Residue 131 is water accessible without PTX. (A) Outside-out patch with N131C Na/K pumps were held at –50 mV and exposed for 5 min to 2 mM MTSET⁺ in the presence of 1 μM ouabain. After [ouabain] was raised to 100 μM, PTX (100 nM) elicited a small inward current that was unaltered by reexposure to MTSET⁺ but was greatly increased by 20 mM DTT; a third exposure (≈20 s) to MTSET⁺ abolished that current. (B) Similar to A except that [ouabain] was much higher, 10 mM, during the 5-min exposure to 2 mM MTSET⁺. After lowering [ouabain] to 100 μM, PTX (100 nM) induced a large inward current that was rapidly decreased by a second exposure (≈20 s) to MTSET⁺.

Fig. 6.

MTS modification of Q120C Na/K pump-channels. (A) Mean steady-state PTX-induced current–voltage plots, normalized to control current at −90 mV; experiment and solutions as in Fig. 4. Relative to control (circles, n = 8), MTSET⁺ decreased current ≈30% (squares, n = 4) and MTSES⁻ increased current ≈25% (triangles, n = 4).

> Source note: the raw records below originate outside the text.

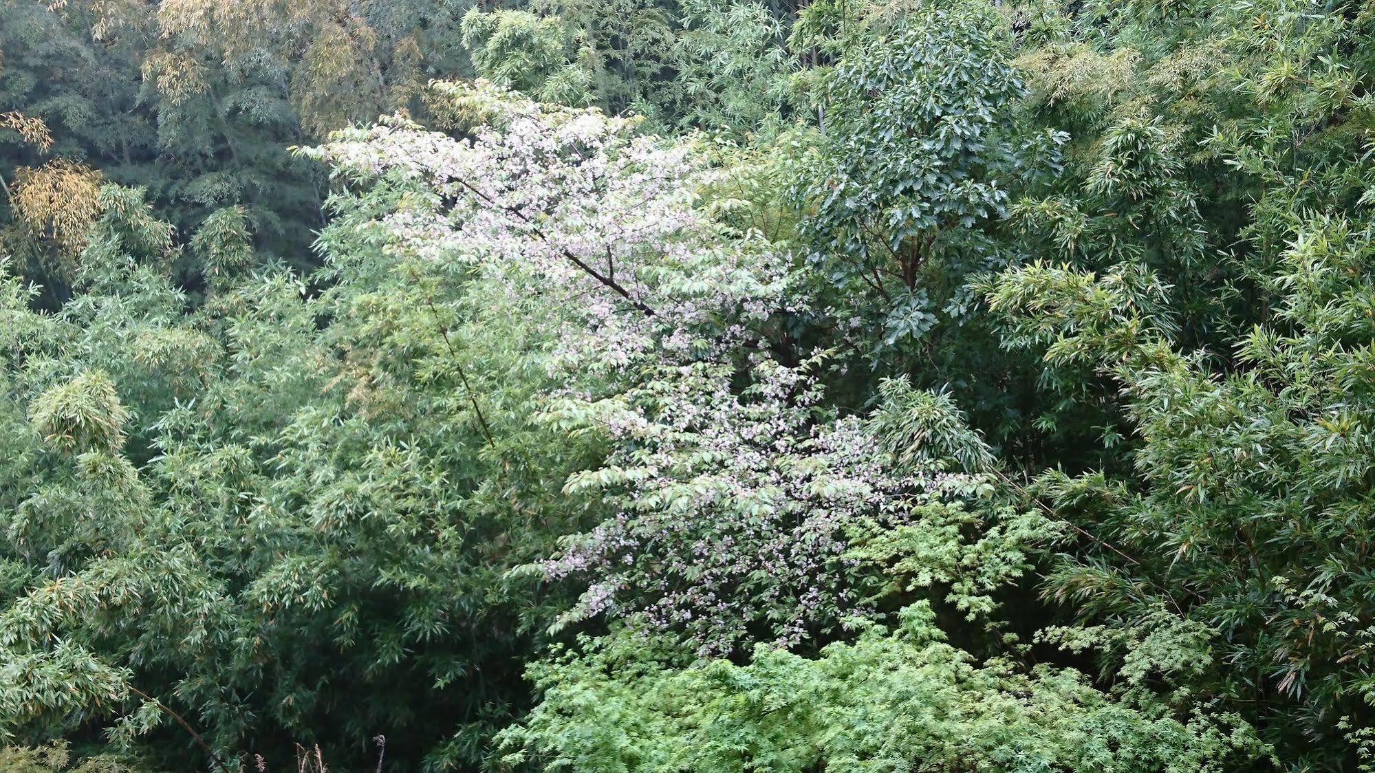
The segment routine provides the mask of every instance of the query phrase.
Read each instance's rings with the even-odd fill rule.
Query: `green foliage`
[[[1367,769],[1372,41],[0,1],[0,769]]]
[[[1096,535],[1046,578],[1046,594],[1106,623],[1075,646],[1104,648],[1130,681],[1182,670],[1324,767],[1346,755],[1336,721],[1371,696],[1371,237],[1328,219],[1295,234],[1270,278],[1282,305],[1225,370],[1181,351],[1121,274],[1031,267],[991,296],[1049,340],[1049,362],[1119,381],[1140,437],[1130,476],[1050,472],[1037,486]]]
[[[931,609],[817,657],[760,646],[666,668],[613,638],[532,671],[544,701],[503,734],[550,770],[1235,770],[1264,747],[1236,717],[1170,718],[1072,670],[978,663]]]

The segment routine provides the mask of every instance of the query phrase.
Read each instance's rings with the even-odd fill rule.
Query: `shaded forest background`
[[[1372,78],[1368,0],[0,0],[0,770],[1368,769]]]

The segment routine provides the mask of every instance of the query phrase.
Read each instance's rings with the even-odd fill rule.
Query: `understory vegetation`
[[[1368,0],[0,0],[0,772],[1375,766]]]

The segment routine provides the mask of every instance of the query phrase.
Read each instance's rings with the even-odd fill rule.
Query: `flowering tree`
[[[623,369],[650,349],[711,356],[781,303],[788,257],[758,232],[727,239],[696,206],[711,171],[690,140],[484,81],[436,84],[433,96],[441,114],[483,125],[454,139],[393,118],[309,153],[352,182],[406,187],[386,216],[392,249],[539,294],[560,327],[556,360]]]

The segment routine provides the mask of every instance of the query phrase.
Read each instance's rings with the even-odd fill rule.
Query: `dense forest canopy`
[[[0,0],[0,772],[1375,766],[1370,0]]]

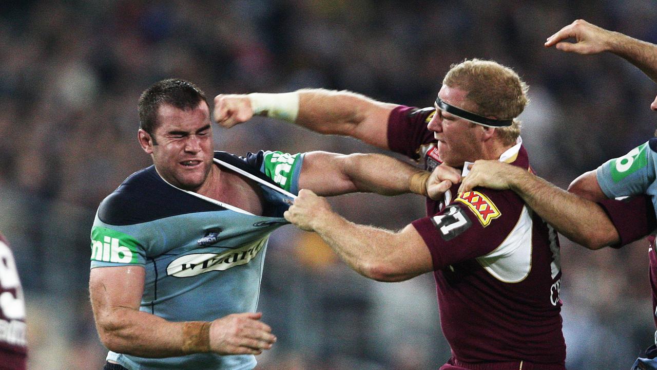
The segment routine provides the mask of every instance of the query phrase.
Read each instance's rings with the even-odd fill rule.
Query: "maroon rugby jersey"
[[[424,159],[430,171],[440,163],[426,128],[434,112],[399,106],[388,120],[390,149]],[[521,145],[505,154],[505,161],[530,171]],[[458,194],[458,188],[445,193],[446,203],[428,198],[428,217],[413,223],[433,259],[449,363],[564,369],[556,233],[510,190]]]
[[[657,228],[657,218],[652,205],[652,197],[642,195],[631,197],[622,201],[606,199],[599,202],[611,219],[618,232],[620,242],[615,248],[620,248],[628,243],[654,232]],[[655,236],[648,238],[648,258],[650,261],[649,276],[652,290],[652,315],[655,327],[657,327],[657,254],[655,252]],[[657,342],[657,332],[655,333]]]
[[[25,304],[14,256],[0,234],[0,370],[24,370]]]

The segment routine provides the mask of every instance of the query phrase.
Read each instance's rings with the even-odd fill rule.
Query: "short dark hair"
[[[205,93],[194,84],[179,78],[168,78],[155,83],[141,93],[137,109],[139,128],[152,138],[158,126],[158,109],[167,104],[183,111],[194,109],[201,101],[208,104]],[[210,105],[208,105],[210,107]]]

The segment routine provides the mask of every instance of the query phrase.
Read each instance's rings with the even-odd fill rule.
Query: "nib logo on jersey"
[[[248,263],[267,243],[267,238],[256,240],[223,253],[198,253],[176,258],[166,267],[168,275],[190,277],[208,271],[223,271]]]
[[[91,259],[102,262],[136,263],[139,244],[134,238],[106,227],[91,230]]]

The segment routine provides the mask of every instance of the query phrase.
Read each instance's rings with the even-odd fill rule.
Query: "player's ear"
[[[484,140],[487,140],[493,137],[495,134],[495,127],[488,127],[486,126],[482,126],[484,129]]]
[[[141,128],[139,129],[137,132],[137,139],[139,140],[139,145],[141,145],[141,149],[144,149],[144,151],[148,154],[152,154],[153,153],[153,145],[154,144],[154,138],[152,137],[150,134],[144,131]]]

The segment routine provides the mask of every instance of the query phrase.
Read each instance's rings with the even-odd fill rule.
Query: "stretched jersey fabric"
[[[657,254],[655,253],[655,212],[657,212],[657,138],[653,138],[633,149],[627,154],[607,161],[596,171],[600,188],[609,198],[628,196],[649,197],[652,209],[638,201],[624,206],[605,207],[618,230],[622,244],[648,233],[648,257],[650,261],[650,286],[652,288],[652,311],[657,309]],[[643,203],[645,204],[645,203]],[[603,207],[604,205],[603,205]],[[657,326],[657,313],[653,315]],[[657,332],[655,333],[657,343]]]
[[[426,128],[434,113],[399,106],[388,121],[390,147],[430,171],[440,163]],[[500,160],[531,171],[522,141]],[[510,190],[458,188],[428,198],[428,217],[413,223],[431,253],[452,350],[443,368],[564,369],[556,233]]]
[[[0,370],[25,370],[25,303],[14,255],[0,234]]]
[[[215,152],[215,165],[260,179],[263,215],[183,190],[151,166],[101,203],[91,230],[91,268],[138,265],[146,271],[139,309],[171,321],[212,321],[254,312],[269,234],[298,190],[304,155]],[[285,193],[285,194],[284,194]],[[110,352],[131,370],[253,369],[252,355],[196,354],[143,358]]]

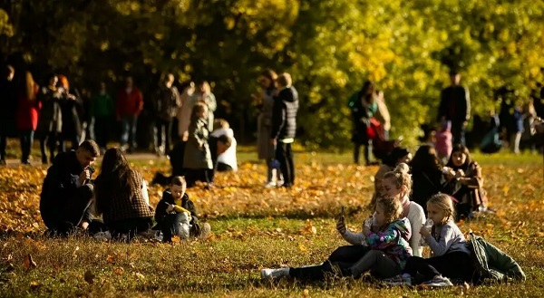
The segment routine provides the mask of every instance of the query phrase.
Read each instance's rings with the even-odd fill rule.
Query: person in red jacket
[[[38,126],[40,111],[36,95],[40,87],[34,82],[32,73],[24,73],[24,84],[19,88],[19,101],[16,112],[16,126],[21,137],[21,163],[30,165],[30,149],[34,140],[34,133]]]
[[[131,152],[136,148],[136,124],[138,115],[143,109],[143,95],[134,86],[131,77],[125,80],[125,88],[119,91],[115,113],[121,120],[121,148]],[[127,148],[128,147],[128,148]]]

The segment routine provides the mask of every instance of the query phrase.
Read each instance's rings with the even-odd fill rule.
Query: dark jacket
[[[467,245],[474,258],[474,284],[508,282],[511,279],[525,281],[525,273],[520,264],[482,237],[471,233],[471,241]]]
[[[59,212],[76,195],[76,181],[83,170],[74,150],[61,152],[54,158],[47,169],[40,195],[40,213],[46,225],[49,218],[63,216]],[[85,210],[83,220],[92,221],[89,208]]]
[[[412,169],[412,196],[410,200],[416,202],[427,214],[427,200],[439,192],[442,192],[446,184],[442,182],[443,174],[438,168],[424,170]]]
[[[178,88],[175,86],[168,88],[166,85],[161,84],[152,101],[155,116],[164,120],[171,120],[176,117],[178,108],[180,106],[181,100]]]
[[[282,89],[277,96],[274,97],[270,139],[281,140],[295,138],[297,111],[298,92],[295,87]]]
[[[17,109],[17,96],[15,84],[13,81],[5,79],[0,82],[0,134],[12,137],[16,136],[15,111]]]
[[[469,91],[462,86],[450,86],[441,93],[438,120],[445,119],[452,123],[462,123],[471,118]]]
[[[79,137],[82,134],[82,121],[80,120],[80,111],[83,110],[81,100],[69,99],[67,95],[63,95],[59,101],[61,112],[63,114],[63,138],[72,139],[73,137]]]
[[[60,105],[60,94],[53,90],[44,87],[38,93],[38,101],[41,102],[40,117],[36,133],[39,137],[49,132],[61,132],[63,128],[63,114]]]
[[[172,197],[172,193],[170,188],[166,189],[162,192],[162,198],[157,204],[157,208],[155,209],[155,221],[160,225],[160,223],[164,220],[164,216],[166,216],[168,212],[166,212],[166,208],[168,208],[169,205],[172,205],[174,203],[174,198]],[[189,198],[187,194],[183,195],[181,197],[181,207],[190,212],[190,225],[195,225],[199,223],[199,218],[197,215],[197,208],[193,202]],[[176,213],[176,211],[171,211],[170,213]]]

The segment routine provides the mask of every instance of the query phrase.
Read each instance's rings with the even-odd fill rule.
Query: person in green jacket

Linear fits between −100 and −20 mV gave slopes 0.011 mV⁻¹ before MTS application, 0.008 mV⁻¹ after MTSET⁺, and 0.016 mV⁻¹ after MTSES⁻. (B) Bound ouabain (10 mM) does not protect Q120C Na/K pumps from modification by MTSET⁺; experiment and solutions as in Fig. 5B. After lowering [ouabain] to 100 μM, PTX induced current that was unaffected by reexposure to MTSET⁺, indicating that all Cys had been modified by MTSET⁺ in 10 mM ouabain.

Fig. 7.

Luminal view of E2P-related Ca-ATPase structure (PDB ID code 1WPG; ref. 7). The backbone carbons of E79 and A87 (equivalent to Q120 and N131 in Xenopus α1 Na,K-ATPase and to R118 and D129 in rat α1 Na,K-ATPase; see Fig. 1D) are 15.9 Å and 10.8 Å, respectively, distant from P789 (equivalent to T806 in Xenopus α1). Figure prepared with PyMOL (www.pymol.org).